2019-07-30 17:28:00,652+03 ERROR [org.ovirt.engine.core.dal.dbbroker.auditloghandling.AuditLogDirector] (ForkJoinPool-1-worker-10) [] EVENT_ID: VM_DOWN_ERROR(119), VM golden_env_mixed_virtio_2_0 is down with error. Exit message: Wake up from hibernation failed:internal error: Child process (gzip -dc) unexpected exit status 2:
gzip: stdin: decompression OK, trailing garbage ignored

2019-07-30 17:28:02,359+03 ERROR [org.ovirt.engine.core.dal.dbbroker.auditloghandling.AuditLogDirector] (EE-ManagedThreadFactory-engine-Thread-67833) [5833f98] EVENT_ID: USER_FAILED_RUN_VM(54), Failed to run VM golden_env_mixed_virtio_2_0  (User: admin@internal-authz).

The bug is quite reproducible. sometimes it is just required to repeat the scenario two or three times.

Comment 4 Polina 2019-07-30 16:20:37 UTC
Created attachment 1594702 [details]
host /var/log/ for source and destination

Comment 5 Ryan Barry 2019-07-30 16:41:10 UTC
Thanks Polina.

So, this is still on block storage, and possibly related to https://bugzilla.redhat.com/show_bug.cgi?id=1503468 (and the related change from lzo to gzip). Reproducible on NFS?
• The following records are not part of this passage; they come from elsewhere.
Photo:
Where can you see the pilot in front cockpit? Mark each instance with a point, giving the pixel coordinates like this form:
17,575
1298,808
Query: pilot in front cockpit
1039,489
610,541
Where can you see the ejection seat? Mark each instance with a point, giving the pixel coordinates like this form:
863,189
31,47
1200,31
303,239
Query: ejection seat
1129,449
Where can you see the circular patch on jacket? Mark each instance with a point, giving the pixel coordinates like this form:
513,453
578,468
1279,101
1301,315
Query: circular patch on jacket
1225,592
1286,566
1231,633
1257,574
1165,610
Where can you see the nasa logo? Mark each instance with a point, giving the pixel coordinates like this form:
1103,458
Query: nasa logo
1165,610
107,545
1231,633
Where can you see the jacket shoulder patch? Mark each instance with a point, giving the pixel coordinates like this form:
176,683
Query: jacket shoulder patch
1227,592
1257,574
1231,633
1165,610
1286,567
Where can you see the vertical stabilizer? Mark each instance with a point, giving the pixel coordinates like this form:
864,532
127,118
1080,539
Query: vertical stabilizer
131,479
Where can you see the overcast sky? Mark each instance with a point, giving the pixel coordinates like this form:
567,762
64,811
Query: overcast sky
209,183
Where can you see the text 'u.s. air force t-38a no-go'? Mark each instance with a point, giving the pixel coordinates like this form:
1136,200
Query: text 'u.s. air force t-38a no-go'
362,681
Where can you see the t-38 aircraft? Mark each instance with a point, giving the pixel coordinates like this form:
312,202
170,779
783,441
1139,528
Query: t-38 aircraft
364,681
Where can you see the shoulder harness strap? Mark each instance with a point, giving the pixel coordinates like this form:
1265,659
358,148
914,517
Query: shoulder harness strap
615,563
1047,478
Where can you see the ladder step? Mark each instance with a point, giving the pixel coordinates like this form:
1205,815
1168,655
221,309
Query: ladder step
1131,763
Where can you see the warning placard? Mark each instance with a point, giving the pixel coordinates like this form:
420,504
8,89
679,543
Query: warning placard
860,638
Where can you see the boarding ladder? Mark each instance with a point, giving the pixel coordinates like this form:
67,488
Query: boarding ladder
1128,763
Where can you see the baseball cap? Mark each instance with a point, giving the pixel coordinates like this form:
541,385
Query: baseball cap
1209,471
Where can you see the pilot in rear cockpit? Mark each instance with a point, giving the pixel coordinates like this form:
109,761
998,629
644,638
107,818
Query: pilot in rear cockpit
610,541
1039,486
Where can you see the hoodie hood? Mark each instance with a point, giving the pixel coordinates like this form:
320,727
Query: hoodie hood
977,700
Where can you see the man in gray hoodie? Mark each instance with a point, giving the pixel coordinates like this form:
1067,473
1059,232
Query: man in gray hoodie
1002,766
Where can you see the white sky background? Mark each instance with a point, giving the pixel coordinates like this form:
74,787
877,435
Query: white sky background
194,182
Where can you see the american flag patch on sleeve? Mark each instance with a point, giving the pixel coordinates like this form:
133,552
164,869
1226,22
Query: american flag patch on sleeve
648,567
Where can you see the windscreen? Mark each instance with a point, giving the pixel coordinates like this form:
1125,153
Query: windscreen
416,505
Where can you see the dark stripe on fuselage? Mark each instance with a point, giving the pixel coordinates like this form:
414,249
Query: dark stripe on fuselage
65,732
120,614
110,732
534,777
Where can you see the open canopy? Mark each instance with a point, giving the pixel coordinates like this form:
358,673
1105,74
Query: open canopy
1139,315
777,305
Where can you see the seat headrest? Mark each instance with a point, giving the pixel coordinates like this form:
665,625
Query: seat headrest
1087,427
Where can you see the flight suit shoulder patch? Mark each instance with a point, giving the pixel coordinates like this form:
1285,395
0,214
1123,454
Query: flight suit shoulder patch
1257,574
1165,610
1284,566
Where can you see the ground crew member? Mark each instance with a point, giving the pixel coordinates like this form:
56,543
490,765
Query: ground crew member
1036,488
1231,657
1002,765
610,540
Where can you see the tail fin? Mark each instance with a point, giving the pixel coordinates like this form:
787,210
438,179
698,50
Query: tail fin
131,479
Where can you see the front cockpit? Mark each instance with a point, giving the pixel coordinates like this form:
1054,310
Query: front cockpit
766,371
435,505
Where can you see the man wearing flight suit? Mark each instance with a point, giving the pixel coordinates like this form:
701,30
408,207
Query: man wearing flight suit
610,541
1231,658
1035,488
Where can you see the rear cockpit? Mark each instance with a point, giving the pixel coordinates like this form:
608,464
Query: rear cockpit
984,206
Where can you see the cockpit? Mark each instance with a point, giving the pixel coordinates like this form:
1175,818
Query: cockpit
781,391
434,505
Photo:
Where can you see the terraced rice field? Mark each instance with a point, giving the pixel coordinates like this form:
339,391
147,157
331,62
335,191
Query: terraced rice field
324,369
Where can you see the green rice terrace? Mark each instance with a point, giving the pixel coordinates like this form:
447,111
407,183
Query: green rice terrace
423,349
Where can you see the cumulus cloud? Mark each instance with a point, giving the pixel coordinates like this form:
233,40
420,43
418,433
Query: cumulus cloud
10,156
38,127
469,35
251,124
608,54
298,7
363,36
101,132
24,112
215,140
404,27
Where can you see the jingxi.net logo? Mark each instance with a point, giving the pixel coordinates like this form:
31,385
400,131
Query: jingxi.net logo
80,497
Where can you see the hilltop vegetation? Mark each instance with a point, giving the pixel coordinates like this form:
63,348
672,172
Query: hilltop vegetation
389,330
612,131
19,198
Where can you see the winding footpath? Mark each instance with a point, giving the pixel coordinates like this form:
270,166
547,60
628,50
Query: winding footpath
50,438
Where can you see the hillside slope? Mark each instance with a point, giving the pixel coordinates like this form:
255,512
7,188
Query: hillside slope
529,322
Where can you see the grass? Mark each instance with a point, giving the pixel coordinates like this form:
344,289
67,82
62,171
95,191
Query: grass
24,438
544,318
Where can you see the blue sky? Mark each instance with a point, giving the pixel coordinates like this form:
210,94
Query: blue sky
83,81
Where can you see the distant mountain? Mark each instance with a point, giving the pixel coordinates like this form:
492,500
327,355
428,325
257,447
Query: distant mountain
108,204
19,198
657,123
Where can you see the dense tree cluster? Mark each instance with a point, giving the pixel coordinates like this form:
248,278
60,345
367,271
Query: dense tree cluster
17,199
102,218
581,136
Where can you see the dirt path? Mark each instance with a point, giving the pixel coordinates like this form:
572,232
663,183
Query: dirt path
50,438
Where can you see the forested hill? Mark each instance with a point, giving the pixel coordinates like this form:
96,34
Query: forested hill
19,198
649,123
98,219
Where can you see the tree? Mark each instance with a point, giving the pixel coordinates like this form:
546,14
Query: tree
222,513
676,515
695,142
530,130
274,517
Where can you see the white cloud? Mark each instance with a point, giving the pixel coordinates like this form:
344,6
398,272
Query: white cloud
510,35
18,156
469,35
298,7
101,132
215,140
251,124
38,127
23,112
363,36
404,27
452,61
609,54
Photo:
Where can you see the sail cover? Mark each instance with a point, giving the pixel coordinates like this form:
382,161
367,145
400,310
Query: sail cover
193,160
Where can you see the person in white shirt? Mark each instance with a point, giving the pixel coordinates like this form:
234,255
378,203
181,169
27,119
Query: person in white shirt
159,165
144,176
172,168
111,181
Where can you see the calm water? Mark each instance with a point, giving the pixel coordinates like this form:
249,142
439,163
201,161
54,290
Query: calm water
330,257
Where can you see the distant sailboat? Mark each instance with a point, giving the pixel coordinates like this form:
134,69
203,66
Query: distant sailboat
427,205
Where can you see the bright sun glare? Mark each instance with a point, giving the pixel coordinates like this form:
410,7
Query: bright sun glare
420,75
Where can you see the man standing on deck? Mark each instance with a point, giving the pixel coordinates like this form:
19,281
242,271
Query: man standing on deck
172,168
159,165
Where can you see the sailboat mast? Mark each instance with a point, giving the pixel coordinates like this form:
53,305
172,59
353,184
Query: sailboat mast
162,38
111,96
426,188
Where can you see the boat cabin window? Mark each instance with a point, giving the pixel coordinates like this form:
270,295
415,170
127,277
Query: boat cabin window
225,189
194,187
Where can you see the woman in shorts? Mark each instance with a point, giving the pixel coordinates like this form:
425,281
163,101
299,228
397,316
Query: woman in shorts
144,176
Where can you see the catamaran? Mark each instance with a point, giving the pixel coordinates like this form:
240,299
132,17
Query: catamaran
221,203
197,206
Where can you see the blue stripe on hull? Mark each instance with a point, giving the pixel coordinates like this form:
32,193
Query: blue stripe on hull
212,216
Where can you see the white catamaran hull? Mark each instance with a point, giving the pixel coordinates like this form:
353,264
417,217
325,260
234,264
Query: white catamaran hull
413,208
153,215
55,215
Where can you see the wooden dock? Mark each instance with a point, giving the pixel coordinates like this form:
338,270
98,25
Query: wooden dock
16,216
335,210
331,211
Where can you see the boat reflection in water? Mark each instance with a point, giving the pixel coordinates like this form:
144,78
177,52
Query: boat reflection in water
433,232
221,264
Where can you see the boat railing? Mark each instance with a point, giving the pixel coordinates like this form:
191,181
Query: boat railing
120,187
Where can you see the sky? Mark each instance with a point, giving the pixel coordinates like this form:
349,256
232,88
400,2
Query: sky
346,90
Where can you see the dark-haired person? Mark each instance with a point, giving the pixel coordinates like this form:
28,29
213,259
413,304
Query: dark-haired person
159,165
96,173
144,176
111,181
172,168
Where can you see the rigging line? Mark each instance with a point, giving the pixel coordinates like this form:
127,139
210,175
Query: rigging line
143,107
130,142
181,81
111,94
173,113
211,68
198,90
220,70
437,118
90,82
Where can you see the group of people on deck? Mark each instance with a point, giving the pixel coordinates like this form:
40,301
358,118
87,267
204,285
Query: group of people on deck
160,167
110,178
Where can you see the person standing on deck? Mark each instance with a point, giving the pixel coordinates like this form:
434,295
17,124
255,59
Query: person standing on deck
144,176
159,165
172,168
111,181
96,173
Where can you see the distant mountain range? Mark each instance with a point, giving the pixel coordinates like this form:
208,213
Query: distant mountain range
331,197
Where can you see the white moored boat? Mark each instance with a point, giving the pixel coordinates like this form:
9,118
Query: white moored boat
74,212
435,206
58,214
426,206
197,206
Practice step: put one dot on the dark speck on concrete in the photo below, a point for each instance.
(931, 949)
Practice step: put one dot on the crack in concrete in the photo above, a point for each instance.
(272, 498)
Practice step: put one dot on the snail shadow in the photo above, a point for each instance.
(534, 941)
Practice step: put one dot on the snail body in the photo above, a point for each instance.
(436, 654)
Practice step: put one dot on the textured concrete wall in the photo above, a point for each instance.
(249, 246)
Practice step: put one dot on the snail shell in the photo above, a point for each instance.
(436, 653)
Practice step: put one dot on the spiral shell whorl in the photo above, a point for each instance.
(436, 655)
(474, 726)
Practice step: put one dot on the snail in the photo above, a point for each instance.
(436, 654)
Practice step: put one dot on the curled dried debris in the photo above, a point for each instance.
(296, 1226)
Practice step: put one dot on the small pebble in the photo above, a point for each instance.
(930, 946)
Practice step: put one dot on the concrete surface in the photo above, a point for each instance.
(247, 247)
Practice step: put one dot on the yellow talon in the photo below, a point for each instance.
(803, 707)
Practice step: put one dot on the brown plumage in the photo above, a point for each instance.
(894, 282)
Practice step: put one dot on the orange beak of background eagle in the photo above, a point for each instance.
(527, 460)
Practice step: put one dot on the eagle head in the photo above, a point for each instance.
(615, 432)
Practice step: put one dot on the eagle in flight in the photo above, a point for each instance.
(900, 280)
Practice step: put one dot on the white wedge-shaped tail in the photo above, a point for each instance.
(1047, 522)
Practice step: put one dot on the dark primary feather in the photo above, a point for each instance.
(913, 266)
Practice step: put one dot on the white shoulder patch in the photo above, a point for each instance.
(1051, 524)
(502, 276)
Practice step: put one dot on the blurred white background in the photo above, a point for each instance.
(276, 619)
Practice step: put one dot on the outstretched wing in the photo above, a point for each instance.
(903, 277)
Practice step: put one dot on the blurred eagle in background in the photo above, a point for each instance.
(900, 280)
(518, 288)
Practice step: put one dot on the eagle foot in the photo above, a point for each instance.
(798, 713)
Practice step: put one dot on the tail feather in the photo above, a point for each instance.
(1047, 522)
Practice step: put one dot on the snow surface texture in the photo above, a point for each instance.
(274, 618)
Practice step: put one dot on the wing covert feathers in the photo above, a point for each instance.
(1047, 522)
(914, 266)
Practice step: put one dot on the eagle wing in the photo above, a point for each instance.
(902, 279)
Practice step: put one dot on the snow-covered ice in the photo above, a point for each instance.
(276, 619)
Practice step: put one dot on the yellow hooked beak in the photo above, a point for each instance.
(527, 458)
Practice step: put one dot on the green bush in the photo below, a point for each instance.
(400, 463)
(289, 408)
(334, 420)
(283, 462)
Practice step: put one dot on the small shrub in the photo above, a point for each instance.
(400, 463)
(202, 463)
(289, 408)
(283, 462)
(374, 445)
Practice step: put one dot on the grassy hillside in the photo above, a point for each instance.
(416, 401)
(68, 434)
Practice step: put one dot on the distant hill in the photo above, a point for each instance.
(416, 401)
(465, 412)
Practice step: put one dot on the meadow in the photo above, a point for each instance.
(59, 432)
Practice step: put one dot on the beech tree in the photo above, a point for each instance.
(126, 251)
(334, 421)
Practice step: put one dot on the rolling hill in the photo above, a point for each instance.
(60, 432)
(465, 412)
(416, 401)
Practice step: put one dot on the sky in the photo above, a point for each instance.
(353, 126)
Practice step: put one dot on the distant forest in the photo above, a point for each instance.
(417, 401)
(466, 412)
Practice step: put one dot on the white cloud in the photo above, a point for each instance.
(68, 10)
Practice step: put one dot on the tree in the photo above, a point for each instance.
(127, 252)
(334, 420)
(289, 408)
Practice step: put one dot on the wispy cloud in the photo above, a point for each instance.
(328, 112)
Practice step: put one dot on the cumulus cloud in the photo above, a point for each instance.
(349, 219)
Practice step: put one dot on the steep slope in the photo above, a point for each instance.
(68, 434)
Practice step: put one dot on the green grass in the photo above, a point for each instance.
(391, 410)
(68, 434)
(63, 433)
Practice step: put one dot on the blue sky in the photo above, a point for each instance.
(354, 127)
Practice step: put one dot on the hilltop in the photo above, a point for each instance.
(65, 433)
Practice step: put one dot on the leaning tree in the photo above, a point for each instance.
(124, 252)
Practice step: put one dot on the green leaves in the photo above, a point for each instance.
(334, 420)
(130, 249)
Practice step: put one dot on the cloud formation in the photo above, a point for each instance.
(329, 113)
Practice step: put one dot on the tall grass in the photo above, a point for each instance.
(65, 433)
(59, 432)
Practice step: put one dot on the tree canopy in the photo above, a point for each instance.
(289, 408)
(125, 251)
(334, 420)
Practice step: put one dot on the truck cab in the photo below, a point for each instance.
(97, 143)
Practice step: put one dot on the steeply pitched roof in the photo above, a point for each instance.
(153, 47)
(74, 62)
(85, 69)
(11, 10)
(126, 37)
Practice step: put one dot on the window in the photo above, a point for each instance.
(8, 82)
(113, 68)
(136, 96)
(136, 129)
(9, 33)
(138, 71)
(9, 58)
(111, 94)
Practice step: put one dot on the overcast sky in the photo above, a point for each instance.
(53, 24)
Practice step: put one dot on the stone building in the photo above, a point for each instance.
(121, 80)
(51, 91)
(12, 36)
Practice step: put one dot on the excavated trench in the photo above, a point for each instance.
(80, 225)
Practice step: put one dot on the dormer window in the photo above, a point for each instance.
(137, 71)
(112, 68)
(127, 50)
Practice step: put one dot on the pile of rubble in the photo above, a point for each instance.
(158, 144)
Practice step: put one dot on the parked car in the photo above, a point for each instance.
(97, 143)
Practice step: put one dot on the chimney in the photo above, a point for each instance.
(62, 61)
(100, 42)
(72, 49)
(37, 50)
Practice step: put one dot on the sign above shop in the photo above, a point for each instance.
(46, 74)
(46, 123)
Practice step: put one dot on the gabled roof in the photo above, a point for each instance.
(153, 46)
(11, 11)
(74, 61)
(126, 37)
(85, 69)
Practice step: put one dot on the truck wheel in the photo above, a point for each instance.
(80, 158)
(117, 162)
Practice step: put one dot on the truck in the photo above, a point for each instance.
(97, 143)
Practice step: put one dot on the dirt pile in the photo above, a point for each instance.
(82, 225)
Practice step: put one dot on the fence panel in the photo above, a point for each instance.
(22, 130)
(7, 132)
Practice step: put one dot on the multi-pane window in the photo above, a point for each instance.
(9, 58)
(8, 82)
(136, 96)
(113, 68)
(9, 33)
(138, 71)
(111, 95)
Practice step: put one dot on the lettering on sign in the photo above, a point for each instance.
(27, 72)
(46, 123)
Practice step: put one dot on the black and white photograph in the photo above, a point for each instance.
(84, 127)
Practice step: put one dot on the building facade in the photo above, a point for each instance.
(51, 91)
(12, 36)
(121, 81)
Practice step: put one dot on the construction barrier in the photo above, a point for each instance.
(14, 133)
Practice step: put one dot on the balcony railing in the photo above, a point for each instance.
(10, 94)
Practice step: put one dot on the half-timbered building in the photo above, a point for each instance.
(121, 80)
Comment 6 Michal Skrivanek 2020-03-18 15:50:25 UTC
This bug didn't get any attention for a while, we didn't have the capacity to make any progress. If you deeply care about it or want to work on it please assign/target accordingly

Comment 7 Michal Skrivanek 2020-03-18 15:54:55 UTC
This bug didn't get any attention for a while, we didn't have the capacity to make any progress. If you deeply care about it or want to work on it please assign/target accordingly

Comment 8 Michal Skrivanek 2020-04-01 14:49:10 UTC
ok, closing. Please reopen if still relevant/you want to work on it.

Comment 9 Michal Skrivanek 2020-04-01 14:52:05 UTC
ok, closing. Please reopen if still relevant/you want to work on it.